Outra característica que liga “Sem Data, Sem Assinatura” ao filme “A Separação” é a visão de estratos sociais e suas relações. Vemos aqui a classe médica, de um estrato social mais alto e de hábitos burgueses ocidentalizados interagindo com uma camada social mais baixa, essa ainda vinculada às tradições religiosas de seu país. Aqui, vemos mais um diálogo maniqueísta entre a tradição e a modernidade, enchendo a última de virtudes em detrimento da primeira em seus defeitos. Mas, mais do que isso, vemos esse pensamento mais moderno ligado a uma classe social mais alta, enquanto que as tradições e conservadorismo são uma coisa ligada aos mais pobres. Tal pensamento é um pouco preocupante, pois ele é capaz de criar alguns rótulos e estereótipos que nem sempre funcionam de forma precisa e cartesiana. Pode-se, perfeitamente, existir pessoas de camadas sociais mais baixas sintonizadas com um pensamento mais moderno e ocidentalizado, enquanto que as camadas mais altas também podem ter membros que guardam uma tradição. O perigo de se criar tais estereótipos vai justamente na direção de você colocar os mais ricos como mais cultos e liberais, ao passo que os mais pobres seriam mais “fundamentalistas” e machistas.

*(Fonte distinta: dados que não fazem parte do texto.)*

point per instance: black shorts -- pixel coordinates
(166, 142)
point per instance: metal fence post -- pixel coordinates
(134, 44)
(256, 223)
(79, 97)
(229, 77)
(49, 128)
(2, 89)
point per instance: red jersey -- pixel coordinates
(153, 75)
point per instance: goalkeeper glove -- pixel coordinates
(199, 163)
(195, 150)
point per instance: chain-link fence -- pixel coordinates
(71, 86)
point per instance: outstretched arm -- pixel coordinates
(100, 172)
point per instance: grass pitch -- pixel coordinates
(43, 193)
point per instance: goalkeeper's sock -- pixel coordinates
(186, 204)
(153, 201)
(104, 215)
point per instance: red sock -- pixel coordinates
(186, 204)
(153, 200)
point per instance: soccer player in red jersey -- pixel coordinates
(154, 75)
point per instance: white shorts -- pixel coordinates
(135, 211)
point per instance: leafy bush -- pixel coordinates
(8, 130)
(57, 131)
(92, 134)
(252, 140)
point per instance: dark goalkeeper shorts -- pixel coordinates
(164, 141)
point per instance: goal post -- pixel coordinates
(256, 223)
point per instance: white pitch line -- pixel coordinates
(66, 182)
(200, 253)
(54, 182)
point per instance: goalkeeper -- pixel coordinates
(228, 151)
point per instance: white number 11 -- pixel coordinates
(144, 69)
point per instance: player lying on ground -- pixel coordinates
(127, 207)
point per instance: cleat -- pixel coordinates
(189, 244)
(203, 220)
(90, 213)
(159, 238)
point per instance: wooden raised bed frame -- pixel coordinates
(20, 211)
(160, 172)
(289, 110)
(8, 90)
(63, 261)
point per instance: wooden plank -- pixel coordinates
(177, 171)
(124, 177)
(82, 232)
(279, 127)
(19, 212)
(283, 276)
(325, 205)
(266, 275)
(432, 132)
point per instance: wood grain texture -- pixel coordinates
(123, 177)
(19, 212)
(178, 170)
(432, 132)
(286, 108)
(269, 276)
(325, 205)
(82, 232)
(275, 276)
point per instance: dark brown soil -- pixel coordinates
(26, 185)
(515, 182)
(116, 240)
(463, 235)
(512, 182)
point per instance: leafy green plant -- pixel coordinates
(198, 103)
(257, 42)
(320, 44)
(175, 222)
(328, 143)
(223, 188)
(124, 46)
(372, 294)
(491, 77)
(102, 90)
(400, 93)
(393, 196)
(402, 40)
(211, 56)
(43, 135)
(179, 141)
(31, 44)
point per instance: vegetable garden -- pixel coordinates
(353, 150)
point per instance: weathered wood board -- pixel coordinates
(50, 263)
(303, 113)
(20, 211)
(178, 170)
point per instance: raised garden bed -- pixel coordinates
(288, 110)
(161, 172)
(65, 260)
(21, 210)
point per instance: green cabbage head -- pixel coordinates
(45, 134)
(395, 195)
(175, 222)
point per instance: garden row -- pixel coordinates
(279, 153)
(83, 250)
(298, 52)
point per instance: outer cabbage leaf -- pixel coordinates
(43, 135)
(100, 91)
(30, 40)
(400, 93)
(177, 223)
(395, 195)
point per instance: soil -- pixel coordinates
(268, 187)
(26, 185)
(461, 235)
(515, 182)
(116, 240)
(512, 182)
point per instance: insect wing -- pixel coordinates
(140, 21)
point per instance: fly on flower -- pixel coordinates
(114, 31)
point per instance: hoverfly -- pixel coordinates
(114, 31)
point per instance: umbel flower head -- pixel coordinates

Para ainda estabelecer mos uma comparação entre “A Separação” e “Sem Data, Sem Assinatura”, enquanto que o primeiro deixou o final em aberto, onde qualquer desfecho levaria a situações de ganhos e perdas, o segundo tem um desfecho, se bem que nas entrelinhas, permitindo que o espectador raciocine e ligue os pontos para se compreender o desfecho. Ou seja, é um filme que respeita a inteligência de quem o assiste, numa mostra de outra virtude desse maravilhoso cinema que é o iraniano.
Assim, “Sem Data, Sem Assinatura” é um programa altamente recomendável, em virtude da excelência do cinema do Irã. E, em segundo lugar, porque essa película confirma mais uma vez a qualidade do cinema desse país que é tão malvisto pelo Ocidente em função de interesses escusos, mas que abriga uma cultura cinematográfica poderosíssima. Vale a pena dar uma conferida.